2017 yılında Mersin'de yaşanan olayda 17 yaşında olan genç kızın Mut Devlet Hastanesi’nde yapılan muayenesinde 10 hafta üç günlük hamile olduğu tespit edildi. 

Genç kızın yaşının küçük olması ve farklı kişilerle birlikte olduğunu beyan etmesi üzerine Mut Cumhuriyet Başsavcılığı soruşturma başlattı.

Soruşturma kapsamında ifadesi alınan genç kız kimden hamile kaldığını bilmediğini, ilk birlikteliğinin 2016 yılında zorla gerçekleştirildiğini, daha sonra şantaj yapılarak ilişkiye zorlandığını söyledi.
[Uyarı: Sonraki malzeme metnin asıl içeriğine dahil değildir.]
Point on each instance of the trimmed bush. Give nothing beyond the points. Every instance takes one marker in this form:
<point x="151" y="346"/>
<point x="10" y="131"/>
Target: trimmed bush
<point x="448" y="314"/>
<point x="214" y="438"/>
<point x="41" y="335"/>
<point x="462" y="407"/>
Savcılık ikisi 18 yaşından küçük 5 şüpheli hakkında “cinsel istismar” suçundan soruşturma başlattı. 

Genç kızın ailesi de şüphelilerden şikayetçi oldu ve gebeliğin sonlandırılmasını talep etti. Genç kız da tedbir olarak şiddet önleme ve izleme merkezine konuldu.

Sulh Ceza Hakimliği gebeliğin sonlandırılması talebini önce usulden reddetti. Gerekçede, başsavcılığın talepte bulunması gerektiği belirtildi. Aile savcılıktan talepte bulunmasını istedi. 

Bunun üzerine savcılık hakimlikten gebeliğin sonlandırılmasına karar verilmesini istedi. Ancak savcılığın talebi de hakimlik tarafından reddedildi. Hakimlik, bu kez de cenin yaşam hakkına vurgu yaptı, annenin sağlık durumu olumsuz etkileyen bir durum olduğuna dair dosyada rapora yer verilmediği ifade edildi.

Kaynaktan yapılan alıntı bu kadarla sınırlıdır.